Kate Bush ‘shocked and honoured’ to earn place in Rock and Roll Hall of Fame

Kate Bush pictured in 2014.
‘It means a great deal’ … Kate Bush pictured in 2014. Photograph: Trevor Leighton/Fish People/AFP/Getty Images

Kate Bush has said she is “completely shocked” at being included in the Rock and Roll Hall of Fame’s latest round of inductees.

Added alongside George Michael, Rage Against the Machine, Willie Nelson, Sheryl Crow, the Spinners and Missy Elliott – the first female rapper to be inducted – Bush told Rolling Stone:

It’s something I just never thought would happen. Thank you so much to everyone who voted for me. It means a great deal that you would think of me. It’s such a huge honour.
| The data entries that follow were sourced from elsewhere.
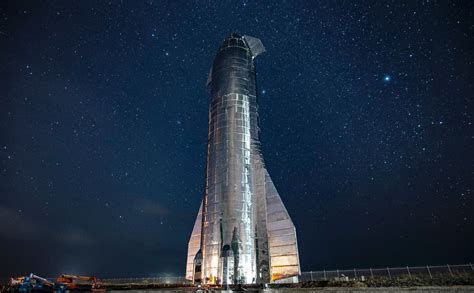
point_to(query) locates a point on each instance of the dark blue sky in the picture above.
(366, 117)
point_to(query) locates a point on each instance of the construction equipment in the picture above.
(78, 283)
(31, 283)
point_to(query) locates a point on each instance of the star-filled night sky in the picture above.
(366, 117)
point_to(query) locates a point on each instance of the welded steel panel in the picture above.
(242, 221)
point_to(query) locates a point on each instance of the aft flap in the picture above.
(282, 242)
(194, 244)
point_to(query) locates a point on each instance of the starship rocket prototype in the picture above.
(243, 233)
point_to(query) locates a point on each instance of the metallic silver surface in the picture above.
(246, 234)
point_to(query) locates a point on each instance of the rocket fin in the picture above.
(194, 245)
(282, 242)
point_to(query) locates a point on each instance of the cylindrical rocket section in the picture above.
(229, 216)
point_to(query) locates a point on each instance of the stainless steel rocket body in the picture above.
(230, 236)
(229, 204)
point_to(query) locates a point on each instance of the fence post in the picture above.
(449, 268)
(429, 272)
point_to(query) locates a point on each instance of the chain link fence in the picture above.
(361, 274)
(341, 275)
(145, 281)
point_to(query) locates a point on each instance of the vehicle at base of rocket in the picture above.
(243, 233)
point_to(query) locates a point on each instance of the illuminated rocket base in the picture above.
(243, 233)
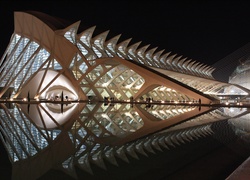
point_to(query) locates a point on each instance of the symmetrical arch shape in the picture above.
(45, 52)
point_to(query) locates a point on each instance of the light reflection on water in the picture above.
(74, 138)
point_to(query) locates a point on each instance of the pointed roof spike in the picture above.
(141, 51)
(74, 25)
(122, 46)
(133, 47)
(150, 52)
(111, 43)
(157, 55)
(86, 35)
(100, 39)
(163, 58)
(180, 63)
(170, 59)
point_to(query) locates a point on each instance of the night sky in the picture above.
(200, 30)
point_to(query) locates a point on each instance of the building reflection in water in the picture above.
(40, 137)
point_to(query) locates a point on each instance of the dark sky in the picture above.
(205, 31)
Now, as part of the initiation ceremony, I get to find out about the secret handshake … there is one, right?

Bush had been nominated three times before for inclusion alongside the 365 acts previously included in the Hall, which began in 1983 and had a physical museum that opened in Cleveland in 1995. Artists become eligible to join 25 years after the release of their first record and a panel of more than 1,000 industry figures vote on the inductees.

The Hall of Fame is seen by admirers as a defining canon of western pop and rock, and by critics as a badly incomplete, capricious and uneven set of choices that has deprioritised women and people of colour. Writing in the Guardian in March, Courtney Love criticised the Hall of Fame as an “annual reminder of just how extraordinary a woman must be to make it into the ol’ boys club”.
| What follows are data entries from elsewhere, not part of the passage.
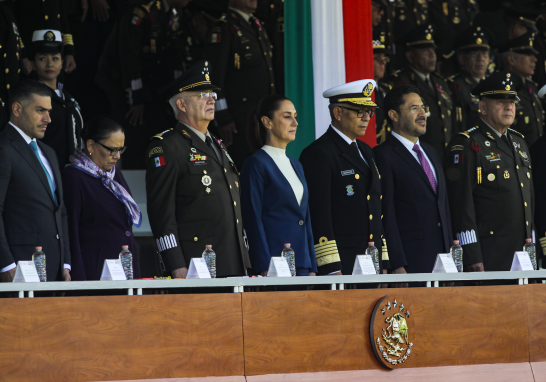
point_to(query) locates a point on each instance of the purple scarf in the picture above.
(82, 162)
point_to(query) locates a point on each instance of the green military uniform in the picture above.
(490, 186)
(193, 196)
(466, 109)
(436, 96)
(241, 55)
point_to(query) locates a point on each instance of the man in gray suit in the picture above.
(32, 212)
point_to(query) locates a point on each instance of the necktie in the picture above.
(209, 144)
(425, 166)
(34, 148)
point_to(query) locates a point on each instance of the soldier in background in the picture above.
(241, 60)
(472, 47)
(420, 72)
(151, 45)
(518, 56)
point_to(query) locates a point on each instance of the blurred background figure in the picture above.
(274, 194)
(101, 210)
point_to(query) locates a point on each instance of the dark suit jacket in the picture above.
(97, 223)
(416, 220)
(344, 199)
(29, 217)
(272, 215)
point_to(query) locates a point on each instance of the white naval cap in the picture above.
(358, 93)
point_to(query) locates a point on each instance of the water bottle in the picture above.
(290, 256)
(456, 252)
(39, 261)
(210, 258)
(530, 248)
(126, 258)
(374, 253)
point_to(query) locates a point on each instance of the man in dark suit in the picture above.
(343, 181)
(488, 175)
(415, 206)
(31, 195)
(192, 184)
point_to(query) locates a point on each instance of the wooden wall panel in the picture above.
(120, 337)
(296, 332)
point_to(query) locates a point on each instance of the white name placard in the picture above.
(278, 267)
(444, 264)
(198, 269)
(26, 273)
(521, 262)
(364, 265)
(112, 270)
As usual, this year’s inductees were drawn from a wider pool of shortlisted artists, which included Soundgarden, the White Stripes, Cyndi Lauper, Joy Division/New Order, A Tribe Called Quest, Iron Maiden and Warren Zevon.

Zack de la Rocha of Rage Against the Machine performing in July 2022.
‘Surprising trajectory’ … Zack de la Rocha of Rage Against the Machine performing in July 2022. Photograph: Amy Harris/Invision/AP

Rage Against the Machine have been waiting even longer than Bush to be inducted: this year was their fifth time as a finalist. They thanked the Hall of Fame for recognising “the music and the mission” and called their inclusion part of a “surprising trajectory” for “a band who is as well known for our albums as we are for our fierce opposition to the US war machine, white supremacy, and exploitation”.

Nelson, who turned 90 last weekend, was inducted on his first nomination, as were Michael, Elliott and Crow; Michael was automatically inducted as the finalist to earn the most votes from a public poll.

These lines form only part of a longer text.